We sometimes spend the majority of our young lives taking care of our children and making sure they have everything they need in life. It’s a worthwhile endeavor, but it can also come back to be heartbreaking as well.
The woman in the following story discovered this for herself after giving her all to her children, and then suddenly, she found herself alone and lonely in her old age. There wasn’t much she could do about it but something would happen that would change things for her.
This is a story that gives hope and can really help you to get through some dark times.
All our lives, we lived for the kids. Not for ourselves, not for success—just for them, our darling three, whom we cherished, spoiled, and sacrificed everything for. Who would have thought that at the end of the road, when health falters and strength fades, we’d be left with nothing but silence and heartache instead of gratitude and care?
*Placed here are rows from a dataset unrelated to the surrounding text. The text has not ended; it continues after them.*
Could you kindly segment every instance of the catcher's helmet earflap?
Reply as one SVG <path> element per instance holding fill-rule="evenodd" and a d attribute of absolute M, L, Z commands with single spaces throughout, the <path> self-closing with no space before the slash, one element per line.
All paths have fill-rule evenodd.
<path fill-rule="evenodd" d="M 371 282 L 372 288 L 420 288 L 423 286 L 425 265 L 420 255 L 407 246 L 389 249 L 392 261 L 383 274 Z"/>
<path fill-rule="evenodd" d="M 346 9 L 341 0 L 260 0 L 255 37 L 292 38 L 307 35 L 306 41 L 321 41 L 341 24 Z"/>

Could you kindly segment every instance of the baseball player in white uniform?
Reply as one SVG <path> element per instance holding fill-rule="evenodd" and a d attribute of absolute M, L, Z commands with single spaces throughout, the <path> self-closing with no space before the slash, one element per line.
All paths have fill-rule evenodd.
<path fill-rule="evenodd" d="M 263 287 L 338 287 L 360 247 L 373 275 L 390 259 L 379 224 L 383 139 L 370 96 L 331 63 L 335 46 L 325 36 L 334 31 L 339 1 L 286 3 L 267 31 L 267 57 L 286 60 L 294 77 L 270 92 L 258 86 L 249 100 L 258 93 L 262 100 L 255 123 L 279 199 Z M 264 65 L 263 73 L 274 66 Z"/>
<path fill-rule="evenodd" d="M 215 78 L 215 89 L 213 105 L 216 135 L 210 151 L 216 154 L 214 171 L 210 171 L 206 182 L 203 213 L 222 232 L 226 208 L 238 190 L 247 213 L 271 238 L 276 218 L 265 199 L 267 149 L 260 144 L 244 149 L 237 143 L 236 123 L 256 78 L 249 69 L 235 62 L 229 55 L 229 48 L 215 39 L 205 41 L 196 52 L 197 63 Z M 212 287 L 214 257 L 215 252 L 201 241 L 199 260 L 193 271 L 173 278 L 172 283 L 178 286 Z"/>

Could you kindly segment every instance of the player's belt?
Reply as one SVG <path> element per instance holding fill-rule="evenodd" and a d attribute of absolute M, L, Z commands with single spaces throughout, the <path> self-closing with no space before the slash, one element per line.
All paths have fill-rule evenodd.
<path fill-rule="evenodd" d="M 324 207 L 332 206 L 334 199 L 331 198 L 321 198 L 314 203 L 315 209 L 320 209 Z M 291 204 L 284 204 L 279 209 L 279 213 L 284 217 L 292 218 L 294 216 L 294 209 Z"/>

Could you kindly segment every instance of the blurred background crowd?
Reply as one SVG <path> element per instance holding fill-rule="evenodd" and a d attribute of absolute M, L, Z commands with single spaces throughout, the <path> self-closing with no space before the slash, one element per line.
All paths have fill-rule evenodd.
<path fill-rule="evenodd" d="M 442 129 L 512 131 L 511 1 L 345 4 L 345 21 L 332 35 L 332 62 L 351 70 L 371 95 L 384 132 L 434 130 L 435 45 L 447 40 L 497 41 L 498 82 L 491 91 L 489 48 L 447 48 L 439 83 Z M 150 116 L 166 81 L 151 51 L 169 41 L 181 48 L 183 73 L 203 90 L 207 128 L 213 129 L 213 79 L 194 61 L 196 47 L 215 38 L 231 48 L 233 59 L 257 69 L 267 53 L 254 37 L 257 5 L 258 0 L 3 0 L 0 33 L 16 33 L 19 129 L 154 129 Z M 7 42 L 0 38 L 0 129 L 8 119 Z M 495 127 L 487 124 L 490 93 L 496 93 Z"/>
John and I knew each other since childhood—grew up on the same street, sat in the same classroom. When I turned eighteen, we married. The wedding was modest; money was tight. A few months later, I found out I was pregnant. John dropped out of university and took on two jobs—anything to put food on the table.
We lived poorly. Sometimes we ate nothing but baked potatoes for days, but we never complained. We knew why we did it. We dreamed our children would never know the pinch of poverty we’d endured. And when things stabilised slightly, I got pregnant again. It was terrifying, but we didn’t hesitate—of course we’d raise this baby too. Blood’s thicker than water, after all.
We had no help back then. No one to babysit, no family to lean on. My mother had passed young, and John’s mum lived miles away, too wrapped up in her own world. I lived between the kitchen and the nursery, while John worked himself to the bone, coming home late with tired eyes and chapped hands from the cold.
By thirty, I had our third. Hard? Absolutely. But we never expected life to be easy. We weren’t the sort to coast. We just kept plodding on. Through loans, through exhaustion, we somehow managed to buy flats for two of them. How many sleepless nights it cost us—only heaven knows. Our youngest dreamed of becoming a doctor, so we scraped together every penny and sent her abroad. We took out yet another loan and told ourselves, “We’ll manage.”
Years flew by like a sped-up film reel. The kids grew up, spread their wings. They had their own lives. And then, suddenly, old age hit—not gently, but like a freight train, with John’s diagnosis. He grew weaker, fading before my eyes. I cared for him alone. No calls, no visits.